The Diary of Anne Frank
The Diary of Anne Frank
By Frances Goodrich and Albert Hackett
Newly Adapted by Wendy Kessleman
Directed Stephen J. Halpin
Starring Julie Gottfried, Mark Davids and Clark Levi
Baggy Pants Theater
Presented at The Orlando Shakespeare Center, Orlando, FL</strong>
Cramped space, Nazi persecution, and everyone dies at the end – this can make even the perennially cheerful Russel Trahan cranky. As the Nazi’s rose to power, the well to do Jewish merchants fled but not far enough. Amsterdam looked good until the Nazi’s rolled in and by then it was too late. The Frank family had some money but no sense of time; thus they ended up hiding in a cramped room over a factory with the Van Daan’s. Friends (Leah Schult and Joshua Holt) bring them supplies, but after nearly two years hope dwindles. Not even the blooming romance between Anna and Peter (Levi) cheers things up. No one expects the Normandy Invasion, but it was too late: these families went to the camps dying just as the allies rolled up. Only father Otto (Davids) survived.
As always, this is a heart rending story. Davids’ Otto always remains calm, always remains practical and sometimes seems almost too perfect. Anna (Gottfried), too, is a perennial Pollyanna; seeing the whole “Living in a dark whole starving and fearing discovery” a big adventure. But that’s what it takes to survive; a sort of inverse pioneering spirit. More realistic were Trahan’s Mr. Van Daan and his fussy wife (Christina Disla). They felt a real couple married too long and reduced to fighting to keep alive whatever ash of a marriage remains. Moping around on the periphery are the sad but loving Mrs. Edith Frank (Anne-Marie Ferraro) and the quiet and sometimes ill Margot (Lauren Barton). This pair looked the most beaten down; they did the chores maintaining a house where seven people shared one toilet that couldn’t be flushed.

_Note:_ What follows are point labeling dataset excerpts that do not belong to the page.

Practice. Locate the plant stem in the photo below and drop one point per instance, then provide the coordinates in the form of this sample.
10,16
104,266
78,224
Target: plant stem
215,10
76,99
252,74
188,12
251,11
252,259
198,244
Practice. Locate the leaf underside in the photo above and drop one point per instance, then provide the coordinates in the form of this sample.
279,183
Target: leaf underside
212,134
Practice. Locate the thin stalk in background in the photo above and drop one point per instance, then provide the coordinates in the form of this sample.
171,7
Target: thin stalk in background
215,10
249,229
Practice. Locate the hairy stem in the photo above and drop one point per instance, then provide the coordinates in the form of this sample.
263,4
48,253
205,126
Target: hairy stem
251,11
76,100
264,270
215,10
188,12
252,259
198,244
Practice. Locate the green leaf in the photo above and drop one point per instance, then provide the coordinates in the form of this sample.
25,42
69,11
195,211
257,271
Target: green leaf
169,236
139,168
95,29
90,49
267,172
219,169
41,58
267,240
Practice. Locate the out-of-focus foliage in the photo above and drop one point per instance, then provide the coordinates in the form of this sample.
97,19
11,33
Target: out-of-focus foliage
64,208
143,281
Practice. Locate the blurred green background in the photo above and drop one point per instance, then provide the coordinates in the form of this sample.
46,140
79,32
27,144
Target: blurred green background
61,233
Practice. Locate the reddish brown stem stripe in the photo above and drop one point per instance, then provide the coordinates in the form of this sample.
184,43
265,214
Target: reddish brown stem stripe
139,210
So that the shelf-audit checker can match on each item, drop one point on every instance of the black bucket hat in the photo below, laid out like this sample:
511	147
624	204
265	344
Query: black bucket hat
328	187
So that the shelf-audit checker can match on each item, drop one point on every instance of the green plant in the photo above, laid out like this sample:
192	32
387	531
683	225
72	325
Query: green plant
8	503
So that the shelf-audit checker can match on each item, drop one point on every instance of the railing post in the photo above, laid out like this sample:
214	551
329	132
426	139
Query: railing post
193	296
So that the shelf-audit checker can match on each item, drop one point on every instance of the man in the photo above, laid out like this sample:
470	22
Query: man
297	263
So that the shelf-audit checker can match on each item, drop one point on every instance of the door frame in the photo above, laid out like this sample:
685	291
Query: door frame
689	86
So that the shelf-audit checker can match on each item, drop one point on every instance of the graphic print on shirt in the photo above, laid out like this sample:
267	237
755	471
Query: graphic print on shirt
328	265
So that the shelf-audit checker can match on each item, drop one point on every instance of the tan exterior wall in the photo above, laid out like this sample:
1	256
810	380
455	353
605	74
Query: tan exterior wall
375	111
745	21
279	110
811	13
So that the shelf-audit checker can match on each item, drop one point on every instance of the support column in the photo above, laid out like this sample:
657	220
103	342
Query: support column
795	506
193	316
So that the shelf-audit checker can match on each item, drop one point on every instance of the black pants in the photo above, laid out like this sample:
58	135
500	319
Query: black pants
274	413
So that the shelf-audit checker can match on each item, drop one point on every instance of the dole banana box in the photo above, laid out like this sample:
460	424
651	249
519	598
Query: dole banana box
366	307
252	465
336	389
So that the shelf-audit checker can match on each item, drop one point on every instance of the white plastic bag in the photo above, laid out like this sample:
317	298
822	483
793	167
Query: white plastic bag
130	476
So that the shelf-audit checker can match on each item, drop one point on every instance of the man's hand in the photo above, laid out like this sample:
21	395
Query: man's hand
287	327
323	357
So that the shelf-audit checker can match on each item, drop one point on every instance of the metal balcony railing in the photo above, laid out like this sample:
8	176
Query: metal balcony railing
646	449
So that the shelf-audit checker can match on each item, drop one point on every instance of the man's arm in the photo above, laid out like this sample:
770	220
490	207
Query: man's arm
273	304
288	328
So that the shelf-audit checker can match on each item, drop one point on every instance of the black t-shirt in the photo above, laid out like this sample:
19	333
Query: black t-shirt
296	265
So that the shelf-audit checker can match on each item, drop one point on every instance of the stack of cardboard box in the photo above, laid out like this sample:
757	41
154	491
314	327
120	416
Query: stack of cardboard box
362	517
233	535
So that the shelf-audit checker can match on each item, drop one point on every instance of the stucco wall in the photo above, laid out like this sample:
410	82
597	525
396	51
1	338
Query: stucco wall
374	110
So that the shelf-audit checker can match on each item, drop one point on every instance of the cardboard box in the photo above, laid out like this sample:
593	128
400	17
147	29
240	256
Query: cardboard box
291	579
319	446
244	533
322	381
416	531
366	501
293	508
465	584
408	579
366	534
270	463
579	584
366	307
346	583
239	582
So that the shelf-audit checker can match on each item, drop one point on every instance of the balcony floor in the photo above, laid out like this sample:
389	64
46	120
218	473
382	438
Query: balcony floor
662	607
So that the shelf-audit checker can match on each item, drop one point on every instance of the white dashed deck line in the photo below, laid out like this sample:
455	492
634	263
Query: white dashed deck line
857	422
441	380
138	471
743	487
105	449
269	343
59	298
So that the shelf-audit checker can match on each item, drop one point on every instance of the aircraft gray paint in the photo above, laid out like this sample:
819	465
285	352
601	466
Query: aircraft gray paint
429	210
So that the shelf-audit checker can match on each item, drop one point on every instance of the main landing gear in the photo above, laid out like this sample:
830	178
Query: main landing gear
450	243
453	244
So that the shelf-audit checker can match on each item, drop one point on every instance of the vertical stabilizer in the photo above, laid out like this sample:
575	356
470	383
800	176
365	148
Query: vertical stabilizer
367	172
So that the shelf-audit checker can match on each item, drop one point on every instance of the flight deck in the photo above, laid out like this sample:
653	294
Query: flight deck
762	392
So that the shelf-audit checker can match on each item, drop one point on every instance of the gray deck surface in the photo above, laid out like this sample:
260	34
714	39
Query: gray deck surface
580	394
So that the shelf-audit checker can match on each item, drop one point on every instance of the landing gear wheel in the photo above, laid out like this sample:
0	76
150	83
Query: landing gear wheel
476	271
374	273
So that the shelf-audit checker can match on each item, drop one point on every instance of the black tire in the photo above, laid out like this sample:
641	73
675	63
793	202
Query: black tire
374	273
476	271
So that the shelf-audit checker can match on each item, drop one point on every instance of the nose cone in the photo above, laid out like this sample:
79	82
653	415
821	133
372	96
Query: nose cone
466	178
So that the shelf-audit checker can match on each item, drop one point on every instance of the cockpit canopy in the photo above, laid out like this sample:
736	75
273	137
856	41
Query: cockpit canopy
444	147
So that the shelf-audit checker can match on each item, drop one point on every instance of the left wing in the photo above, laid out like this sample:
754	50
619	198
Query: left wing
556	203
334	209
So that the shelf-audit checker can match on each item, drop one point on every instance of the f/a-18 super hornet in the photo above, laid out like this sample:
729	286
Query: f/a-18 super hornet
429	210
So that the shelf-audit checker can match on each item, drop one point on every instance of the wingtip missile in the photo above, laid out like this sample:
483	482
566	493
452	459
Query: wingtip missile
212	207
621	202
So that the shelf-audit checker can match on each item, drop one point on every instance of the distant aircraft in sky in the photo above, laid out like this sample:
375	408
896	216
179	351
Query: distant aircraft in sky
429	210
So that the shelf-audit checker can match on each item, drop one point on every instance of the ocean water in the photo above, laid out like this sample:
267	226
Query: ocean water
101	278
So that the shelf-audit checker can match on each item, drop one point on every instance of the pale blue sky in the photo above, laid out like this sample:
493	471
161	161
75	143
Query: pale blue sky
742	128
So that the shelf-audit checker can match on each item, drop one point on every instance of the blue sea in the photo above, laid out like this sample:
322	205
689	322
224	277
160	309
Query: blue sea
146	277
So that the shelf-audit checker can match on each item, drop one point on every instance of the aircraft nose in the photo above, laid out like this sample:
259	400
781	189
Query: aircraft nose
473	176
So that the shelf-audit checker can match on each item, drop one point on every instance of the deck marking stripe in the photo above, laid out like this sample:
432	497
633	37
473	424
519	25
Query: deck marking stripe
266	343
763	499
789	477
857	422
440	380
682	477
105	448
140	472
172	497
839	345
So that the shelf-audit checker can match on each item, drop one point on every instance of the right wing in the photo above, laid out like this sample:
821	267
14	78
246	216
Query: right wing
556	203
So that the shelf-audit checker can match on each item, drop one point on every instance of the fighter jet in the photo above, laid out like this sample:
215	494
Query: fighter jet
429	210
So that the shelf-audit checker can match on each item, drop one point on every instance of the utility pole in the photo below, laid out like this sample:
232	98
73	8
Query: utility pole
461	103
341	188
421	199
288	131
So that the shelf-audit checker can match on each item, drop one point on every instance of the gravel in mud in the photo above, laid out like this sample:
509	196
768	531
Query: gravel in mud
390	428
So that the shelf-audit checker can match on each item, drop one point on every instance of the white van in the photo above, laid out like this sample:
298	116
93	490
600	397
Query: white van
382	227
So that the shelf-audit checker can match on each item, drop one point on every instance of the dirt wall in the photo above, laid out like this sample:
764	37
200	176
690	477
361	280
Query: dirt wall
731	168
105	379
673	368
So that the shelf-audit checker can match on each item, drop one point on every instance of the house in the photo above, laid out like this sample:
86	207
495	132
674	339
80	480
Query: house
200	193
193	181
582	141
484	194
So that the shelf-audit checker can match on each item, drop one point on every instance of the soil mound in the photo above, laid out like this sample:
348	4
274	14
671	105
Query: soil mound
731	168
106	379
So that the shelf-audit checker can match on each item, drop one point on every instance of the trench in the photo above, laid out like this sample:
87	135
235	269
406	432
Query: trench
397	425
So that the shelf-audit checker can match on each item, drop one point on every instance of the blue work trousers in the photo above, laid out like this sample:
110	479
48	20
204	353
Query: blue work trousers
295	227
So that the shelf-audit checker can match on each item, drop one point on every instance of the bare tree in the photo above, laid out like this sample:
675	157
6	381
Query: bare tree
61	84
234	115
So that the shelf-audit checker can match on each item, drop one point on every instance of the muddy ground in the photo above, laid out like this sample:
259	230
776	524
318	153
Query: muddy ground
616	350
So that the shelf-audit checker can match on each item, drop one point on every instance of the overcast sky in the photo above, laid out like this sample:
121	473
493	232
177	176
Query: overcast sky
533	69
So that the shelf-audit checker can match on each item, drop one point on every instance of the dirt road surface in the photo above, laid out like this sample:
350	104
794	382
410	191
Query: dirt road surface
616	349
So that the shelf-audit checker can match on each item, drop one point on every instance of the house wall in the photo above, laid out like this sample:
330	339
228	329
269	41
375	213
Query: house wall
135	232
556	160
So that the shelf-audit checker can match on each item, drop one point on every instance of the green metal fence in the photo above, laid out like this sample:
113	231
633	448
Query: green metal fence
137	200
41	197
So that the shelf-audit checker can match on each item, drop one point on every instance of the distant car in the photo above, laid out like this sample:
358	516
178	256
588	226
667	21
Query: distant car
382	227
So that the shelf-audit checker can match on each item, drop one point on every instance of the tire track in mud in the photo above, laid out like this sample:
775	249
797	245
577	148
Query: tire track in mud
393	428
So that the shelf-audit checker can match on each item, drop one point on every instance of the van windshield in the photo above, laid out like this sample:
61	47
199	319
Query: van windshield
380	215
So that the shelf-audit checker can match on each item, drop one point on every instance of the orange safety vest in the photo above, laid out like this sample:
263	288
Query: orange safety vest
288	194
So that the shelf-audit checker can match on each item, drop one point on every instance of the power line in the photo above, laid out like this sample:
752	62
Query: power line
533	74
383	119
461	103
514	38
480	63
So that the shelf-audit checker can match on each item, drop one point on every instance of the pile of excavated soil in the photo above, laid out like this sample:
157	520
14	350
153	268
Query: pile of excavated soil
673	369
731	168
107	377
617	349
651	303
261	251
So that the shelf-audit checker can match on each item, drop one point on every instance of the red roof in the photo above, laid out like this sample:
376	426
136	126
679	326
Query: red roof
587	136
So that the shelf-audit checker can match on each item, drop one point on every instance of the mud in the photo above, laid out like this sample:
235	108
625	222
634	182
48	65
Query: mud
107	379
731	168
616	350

I had misremembered somewhere the entire family had died and the source material was found accidently in an attic. But this new version adds an epilog; father Otto survived Auschwitz and while all the others died their dates and locations are mostly known. Not that that changes much; this remains the definitive Surviving the Nazis story. Here it’s displayed with tact and a solid cast but damn, it IS depressing.